The state of software development in legacy car manufacturers is not good. That's simply because they are historically not software companies and they are all struggling to adjust. What little remains of the US car industry after the Japanese and the Koreans took over is basically being disrupted by Tesla just as badly as the European manufacturers.


>a lot of the mobile networks in the world are running on software that came out of Ericsson or Nokia

Ericsson's and Nokia's software divisions are offshoring bodyshops at this point. They do the complex RF R&D in Finland, Sweden and Germany and the software/firmware is offshored to Eastern Europe and India.


Discarding Eastern European countries like Poland is a mistake. Says a person who sees the country consistently growing their foothold on the global IT market, often with customer satisfaction. Also says a person who is an immigrant to Poland and saw the sector boom in both size as well as international impact.


I never discarded Poland and would never do that. Sincerely, an Eastern European.

The thing with Eastern Europe is, it's still a hub for body shops mostly. Sure, there are also big names there working on cool products thanks to remote jobs and offshoring from the tech scenes of other major tech hubs like SV/London, etc. but most of the jobs are still body-shop style.


Ericsson do some R&D in Southern Europe as well. A friend of mine works there for a below market average salary.


>works there for a below market average salary

Traditional European tech companies in a nutshell.


> The strategy at the average European company is to spend most of the money on a sales people army and have a few engineers build the product.

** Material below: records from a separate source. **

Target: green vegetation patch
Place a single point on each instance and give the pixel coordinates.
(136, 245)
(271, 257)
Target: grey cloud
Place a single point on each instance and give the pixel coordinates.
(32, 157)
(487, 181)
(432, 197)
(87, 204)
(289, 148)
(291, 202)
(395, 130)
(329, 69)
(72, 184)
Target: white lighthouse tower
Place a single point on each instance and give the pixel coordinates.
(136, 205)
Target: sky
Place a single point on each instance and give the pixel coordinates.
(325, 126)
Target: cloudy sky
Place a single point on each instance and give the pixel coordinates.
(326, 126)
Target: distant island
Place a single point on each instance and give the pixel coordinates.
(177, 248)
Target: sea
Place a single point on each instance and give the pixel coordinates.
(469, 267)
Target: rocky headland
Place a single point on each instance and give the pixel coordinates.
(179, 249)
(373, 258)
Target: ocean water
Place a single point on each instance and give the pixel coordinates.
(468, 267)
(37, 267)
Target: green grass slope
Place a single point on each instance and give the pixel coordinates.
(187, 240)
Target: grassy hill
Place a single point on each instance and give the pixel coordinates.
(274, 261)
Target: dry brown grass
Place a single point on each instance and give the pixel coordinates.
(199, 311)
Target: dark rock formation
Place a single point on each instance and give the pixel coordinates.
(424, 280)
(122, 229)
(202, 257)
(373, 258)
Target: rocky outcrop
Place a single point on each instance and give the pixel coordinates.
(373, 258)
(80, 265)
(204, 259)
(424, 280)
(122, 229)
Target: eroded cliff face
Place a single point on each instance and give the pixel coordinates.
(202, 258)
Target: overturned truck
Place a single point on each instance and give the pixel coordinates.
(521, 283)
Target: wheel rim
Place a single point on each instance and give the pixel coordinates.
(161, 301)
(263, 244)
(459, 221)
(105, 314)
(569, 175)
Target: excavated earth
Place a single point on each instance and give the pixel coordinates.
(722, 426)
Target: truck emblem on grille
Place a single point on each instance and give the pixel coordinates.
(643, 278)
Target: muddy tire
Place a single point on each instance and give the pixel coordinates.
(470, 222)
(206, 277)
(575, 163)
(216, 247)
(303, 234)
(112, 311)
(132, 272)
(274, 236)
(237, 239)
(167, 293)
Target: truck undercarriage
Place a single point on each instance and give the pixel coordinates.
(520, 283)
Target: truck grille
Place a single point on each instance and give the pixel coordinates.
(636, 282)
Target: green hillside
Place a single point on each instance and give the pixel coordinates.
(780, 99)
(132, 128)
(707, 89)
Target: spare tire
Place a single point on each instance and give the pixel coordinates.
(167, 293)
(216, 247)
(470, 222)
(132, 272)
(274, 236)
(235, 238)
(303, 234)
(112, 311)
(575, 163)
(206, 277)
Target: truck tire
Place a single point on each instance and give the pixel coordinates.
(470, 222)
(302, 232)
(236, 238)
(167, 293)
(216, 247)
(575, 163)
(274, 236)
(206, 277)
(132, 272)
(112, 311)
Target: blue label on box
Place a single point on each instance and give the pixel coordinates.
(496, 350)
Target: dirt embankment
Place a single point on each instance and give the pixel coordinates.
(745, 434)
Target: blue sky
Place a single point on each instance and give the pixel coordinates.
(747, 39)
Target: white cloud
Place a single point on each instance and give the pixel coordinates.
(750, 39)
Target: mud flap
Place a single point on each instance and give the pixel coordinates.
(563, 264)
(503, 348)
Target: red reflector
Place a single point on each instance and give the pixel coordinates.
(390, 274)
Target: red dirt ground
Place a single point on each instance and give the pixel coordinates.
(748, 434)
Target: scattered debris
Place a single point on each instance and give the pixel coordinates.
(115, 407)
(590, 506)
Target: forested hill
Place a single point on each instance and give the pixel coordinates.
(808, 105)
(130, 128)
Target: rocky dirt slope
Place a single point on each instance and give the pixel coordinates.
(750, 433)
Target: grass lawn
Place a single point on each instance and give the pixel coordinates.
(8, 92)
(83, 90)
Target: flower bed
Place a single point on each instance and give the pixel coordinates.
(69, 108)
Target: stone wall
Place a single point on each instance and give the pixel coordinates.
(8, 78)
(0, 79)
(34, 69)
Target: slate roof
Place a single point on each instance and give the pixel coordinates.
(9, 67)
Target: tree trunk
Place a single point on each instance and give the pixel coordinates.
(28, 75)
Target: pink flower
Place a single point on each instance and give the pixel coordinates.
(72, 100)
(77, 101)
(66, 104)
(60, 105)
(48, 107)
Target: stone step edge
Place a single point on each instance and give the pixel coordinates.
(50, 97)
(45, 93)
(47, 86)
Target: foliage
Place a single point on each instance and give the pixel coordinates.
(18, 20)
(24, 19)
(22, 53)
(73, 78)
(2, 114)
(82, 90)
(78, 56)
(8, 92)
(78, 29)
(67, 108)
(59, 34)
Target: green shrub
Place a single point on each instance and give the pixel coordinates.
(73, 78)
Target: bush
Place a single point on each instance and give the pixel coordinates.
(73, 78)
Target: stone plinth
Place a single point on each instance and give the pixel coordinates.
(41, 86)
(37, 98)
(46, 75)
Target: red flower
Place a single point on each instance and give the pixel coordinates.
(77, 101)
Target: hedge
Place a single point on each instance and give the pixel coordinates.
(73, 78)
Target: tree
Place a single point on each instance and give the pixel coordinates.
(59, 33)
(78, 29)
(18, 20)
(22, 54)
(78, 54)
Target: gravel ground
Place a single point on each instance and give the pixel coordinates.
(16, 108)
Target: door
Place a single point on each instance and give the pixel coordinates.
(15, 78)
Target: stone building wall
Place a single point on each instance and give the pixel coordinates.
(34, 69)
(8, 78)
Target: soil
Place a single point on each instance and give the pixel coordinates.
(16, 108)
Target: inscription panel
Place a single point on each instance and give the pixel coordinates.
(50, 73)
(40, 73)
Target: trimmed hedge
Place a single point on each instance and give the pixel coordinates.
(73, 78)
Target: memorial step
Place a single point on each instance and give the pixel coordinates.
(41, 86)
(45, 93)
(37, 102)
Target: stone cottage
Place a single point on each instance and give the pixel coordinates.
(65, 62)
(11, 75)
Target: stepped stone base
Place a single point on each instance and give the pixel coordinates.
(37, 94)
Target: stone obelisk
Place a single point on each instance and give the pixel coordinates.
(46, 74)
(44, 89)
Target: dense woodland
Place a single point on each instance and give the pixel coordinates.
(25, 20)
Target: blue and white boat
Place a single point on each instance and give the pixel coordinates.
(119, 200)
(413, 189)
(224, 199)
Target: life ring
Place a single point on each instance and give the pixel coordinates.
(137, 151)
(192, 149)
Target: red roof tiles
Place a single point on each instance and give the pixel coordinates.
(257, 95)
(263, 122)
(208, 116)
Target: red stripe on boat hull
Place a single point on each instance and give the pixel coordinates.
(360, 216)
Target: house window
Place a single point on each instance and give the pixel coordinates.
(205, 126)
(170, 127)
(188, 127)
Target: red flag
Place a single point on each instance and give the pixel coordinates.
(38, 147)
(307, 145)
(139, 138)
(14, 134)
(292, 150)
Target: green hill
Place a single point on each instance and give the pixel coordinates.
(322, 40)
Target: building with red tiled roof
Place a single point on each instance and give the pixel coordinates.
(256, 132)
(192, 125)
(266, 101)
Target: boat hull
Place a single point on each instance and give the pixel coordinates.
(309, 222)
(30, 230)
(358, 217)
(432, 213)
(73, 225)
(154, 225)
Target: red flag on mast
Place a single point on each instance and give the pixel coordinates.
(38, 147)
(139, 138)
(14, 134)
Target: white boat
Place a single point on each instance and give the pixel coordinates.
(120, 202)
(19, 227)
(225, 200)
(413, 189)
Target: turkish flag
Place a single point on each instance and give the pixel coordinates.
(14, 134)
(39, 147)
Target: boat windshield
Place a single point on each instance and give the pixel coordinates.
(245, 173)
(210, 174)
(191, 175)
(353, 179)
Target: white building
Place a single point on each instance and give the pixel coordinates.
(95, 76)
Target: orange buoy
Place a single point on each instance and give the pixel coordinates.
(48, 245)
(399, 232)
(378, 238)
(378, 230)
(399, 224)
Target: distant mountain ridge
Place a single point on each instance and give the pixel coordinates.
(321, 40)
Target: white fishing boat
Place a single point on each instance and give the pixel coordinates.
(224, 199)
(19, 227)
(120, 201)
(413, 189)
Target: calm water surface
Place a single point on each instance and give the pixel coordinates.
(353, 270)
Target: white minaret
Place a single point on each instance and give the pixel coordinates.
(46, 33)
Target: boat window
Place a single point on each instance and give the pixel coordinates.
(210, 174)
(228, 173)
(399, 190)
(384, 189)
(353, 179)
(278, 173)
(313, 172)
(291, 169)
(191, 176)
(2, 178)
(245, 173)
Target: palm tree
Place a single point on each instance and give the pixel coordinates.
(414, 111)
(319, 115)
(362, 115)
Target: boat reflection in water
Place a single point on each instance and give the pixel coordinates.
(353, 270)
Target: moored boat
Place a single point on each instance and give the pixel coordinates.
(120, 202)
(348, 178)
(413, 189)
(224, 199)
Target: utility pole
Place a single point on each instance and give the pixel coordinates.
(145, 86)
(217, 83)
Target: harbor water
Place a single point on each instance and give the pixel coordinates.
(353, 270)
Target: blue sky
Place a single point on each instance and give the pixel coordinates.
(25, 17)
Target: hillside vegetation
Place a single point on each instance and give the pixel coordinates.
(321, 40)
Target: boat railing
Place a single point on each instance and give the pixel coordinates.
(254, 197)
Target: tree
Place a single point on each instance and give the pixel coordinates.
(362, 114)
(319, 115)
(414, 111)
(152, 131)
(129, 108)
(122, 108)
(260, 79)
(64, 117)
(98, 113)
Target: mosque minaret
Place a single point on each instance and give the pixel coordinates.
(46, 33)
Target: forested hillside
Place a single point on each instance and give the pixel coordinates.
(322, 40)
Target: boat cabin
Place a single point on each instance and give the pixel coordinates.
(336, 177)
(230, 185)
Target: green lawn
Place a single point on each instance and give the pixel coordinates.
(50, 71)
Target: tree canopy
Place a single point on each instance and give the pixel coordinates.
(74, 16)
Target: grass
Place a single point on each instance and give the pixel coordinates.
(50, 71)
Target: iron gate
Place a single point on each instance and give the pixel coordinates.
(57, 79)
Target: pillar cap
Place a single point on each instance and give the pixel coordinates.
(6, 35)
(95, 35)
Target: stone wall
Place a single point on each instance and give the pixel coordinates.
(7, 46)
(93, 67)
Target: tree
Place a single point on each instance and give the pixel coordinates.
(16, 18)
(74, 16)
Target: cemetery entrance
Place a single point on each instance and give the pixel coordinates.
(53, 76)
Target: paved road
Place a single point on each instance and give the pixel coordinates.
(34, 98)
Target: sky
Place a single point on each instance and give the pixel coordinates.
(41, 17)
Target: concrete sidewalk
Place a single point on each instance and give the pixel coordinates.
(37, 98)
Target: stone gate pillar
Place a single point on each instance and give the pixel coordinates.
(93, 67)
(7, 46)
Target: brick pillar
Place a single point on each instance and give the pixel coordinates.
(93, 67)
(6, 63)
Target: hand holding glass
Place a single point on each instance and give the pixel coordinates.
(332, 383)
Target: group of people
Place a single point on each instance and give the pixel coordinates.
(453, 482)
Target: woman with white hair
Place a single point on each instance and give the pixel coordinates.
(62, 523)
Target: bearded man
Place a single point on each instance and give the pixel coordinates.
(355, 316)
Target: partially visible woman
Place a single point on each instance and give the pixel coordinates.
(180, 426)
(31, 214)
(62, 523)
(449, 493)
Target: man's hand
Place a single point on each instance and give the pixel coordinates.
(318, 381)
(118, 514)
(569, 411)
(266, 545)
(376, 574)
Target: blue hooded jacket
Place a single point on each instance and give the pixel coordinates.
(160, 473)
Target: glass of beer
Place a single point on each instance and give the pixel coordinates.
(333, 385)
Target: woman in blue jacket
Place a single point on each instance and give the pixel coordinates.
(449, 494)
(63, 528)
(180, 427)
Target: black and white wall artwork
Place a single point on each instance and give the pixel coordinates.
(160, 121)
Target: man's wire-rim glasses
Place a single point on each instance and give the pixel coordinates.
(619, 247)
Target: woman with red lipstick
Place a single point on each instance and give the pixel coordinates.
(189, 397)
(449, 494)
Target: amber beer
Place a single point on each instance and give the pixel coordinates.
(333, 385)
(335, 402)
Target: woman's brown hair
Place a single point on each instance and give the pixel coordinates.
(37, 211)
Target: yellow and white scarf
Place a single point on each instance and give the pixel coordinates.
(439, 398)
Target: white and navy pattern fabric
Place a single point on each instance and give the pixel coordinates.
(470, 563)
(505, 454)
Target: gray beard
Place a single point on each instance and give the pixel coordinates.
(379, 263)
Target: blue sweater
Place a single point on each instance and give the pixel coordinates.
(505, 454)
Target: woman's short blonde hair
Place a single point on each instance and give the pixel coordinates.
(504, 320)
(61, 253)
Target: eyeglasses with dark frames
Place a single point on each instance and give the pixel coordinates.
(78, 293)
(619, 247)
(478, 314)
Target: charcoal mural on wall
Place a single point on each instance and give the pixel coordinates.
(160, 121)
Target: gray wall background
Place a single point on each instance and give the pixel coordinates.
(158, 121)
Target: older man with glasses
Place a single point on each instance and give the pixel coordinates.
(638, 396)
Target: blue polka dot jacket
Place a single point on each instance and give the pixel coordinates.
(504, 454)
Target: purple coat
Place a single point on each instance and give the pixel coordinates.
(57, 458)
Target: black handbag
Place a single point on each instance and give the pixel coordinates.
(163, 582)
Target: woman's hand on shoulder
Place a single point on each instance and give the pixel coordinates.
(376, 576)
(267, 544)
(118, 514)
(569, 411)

Did you mean "average European software company"? A lot of the German Mittelstand companies are the opposite. Instead they sell into a niche through trade shows (another thing probably going away).


> Did you mean "average European software company"? A lot of the German Mittelstand companies are the opposite. Instead they sell into a niche through trade shows (another thing probably going away).

I do. My area has Mitteltstands as well, mostly in biochemistry. I had a bizarre experience interviewing for one of those where they posted a Python job offer but they actually wanted me to write Java and a dozen other things on top of it.